O BC divulga o IBC-BR, que é uma "proxi" do PIB, na próxima semana. A reação do governo ao resultado, se ele for de fato ruim, deverá ser importante para moldar os rumos da política monetaria. Depois de um vaivém de expectativas sobre o corte dos juros na próxima reunião do Copom, dia 19, no momento as apostas do mercado se concentram mais em redução de 0,5 ponto percentual. Já foi de 1 ponto. Ontem, o presidente do BC, Alexandre Tombini, reiterou que os juros passarão por um processo de "ajustes moderados". Em solenidade no BC, disse: "Olhando para frente, nas atuais condições, ajustes moderados na taxa de juros são convergentes com o IPCA no centro da meta no final de 2012".

Banco Central reitera moderação na queda dos juros

Passados nove meses do governo Dilma Rousseff, os juros internos aumentaram, começaram a cair, cresceu o risco de recessão nos EUA e Europa, a China desaquece, a economia mundial está sob ameaça de uma hecatombe e a brasileira dá sinais de enfraquecimento. As expectativas de inflação no país, porém, só pioraram.

Quando Dilma assumiu, as expectativas de inflação eram de 5,34% para 2011 e de 4,5% para 2012. A pesquisa Focus de janeiro indicava para este ano taxa Selic de 12,25%, expansão de 5,03% da indústria e crescimento do PIB de 4,5%. Hoje, a inflação esperada aumentou. É de 6,52% para 2011 e de 5,53% para 2012. A última pesquisa Focus, do BC, revela taxa Selic menor, de 11%, o crescimento da indústria murchou para 2,45% e o do PIB caiu para 3,51%.

As expectativas de inflação, no entanto, continuam desancoradas, distantes do centro da meta de 4,5%. E isso não começou agora.
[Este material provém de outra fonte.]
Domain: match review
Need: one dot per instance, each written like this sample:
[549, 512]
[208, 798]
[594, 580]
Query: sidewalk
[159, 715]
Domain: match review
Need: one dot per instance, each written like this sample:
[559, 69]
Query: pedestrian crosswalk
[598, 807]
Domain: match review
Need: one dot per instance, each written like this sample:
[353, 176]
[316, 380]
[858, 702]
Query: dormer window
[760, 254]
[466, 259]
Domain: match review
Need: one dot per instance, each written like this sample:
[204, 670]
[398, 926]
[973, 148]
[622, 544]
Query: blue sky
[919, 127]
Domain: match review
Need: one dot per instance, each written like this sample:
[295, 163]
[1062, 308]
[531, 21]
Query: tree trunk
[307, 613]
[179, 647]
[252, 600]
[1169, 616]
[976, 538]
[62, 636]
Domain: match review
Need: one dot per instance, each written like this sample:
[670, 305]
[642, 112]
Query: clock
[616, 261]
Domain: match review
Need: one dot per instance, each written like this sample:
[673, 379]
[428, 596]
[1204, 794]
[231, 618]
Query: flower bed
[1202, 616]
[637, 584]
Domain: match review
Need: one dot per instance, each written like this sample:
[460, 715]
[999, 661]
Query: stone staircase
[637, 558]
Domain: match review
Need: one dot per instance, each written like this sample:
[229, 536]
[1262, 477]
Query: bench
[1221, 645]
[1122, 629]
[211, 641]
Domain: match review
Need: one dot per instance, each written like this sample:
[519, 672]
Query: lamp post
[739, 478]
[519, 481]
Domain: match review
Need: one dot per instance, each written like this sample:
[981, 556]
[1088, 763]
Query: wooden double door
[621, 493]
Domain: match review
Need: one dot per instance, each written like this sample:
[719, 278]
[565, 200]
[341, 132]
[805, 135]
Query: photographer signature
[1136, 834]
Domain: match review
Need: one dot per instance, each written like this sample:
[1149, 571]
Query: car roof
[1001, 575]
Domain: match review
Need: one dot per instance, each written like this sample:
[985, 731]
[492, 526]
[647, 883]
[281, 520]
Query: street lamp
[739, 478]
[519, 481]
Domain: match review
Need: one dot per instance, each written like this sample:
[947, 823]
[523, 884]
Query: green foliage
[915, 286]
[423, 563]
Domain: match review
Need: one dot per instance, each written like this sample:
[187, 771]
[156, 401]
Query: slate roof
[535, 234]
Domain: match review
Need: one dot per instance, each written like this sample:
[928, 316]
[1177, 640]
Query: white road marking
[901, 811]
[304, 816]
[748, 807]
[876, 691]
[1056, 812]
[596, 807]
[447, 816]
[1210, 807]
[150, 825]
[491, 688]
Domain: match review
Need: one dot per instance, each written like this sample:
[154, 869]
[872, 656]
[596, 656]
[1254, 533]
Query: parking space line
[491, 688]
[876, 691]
O descolamento entre a meta e as projeções colhidas no mercado vem de abril do ano passado e, de lá para cá, com interrupções aqui ou ali, só foram se distanciando.

O regime de metas para a inflação é fundamentado na coordenação das expectativas dos agentes econômicos. Para que o BC consiga exercer bem essa função, o que facilitaria sua missão de levar a inflação para o centro da meta, duas premissas são cruciais: credibilidade e transparência.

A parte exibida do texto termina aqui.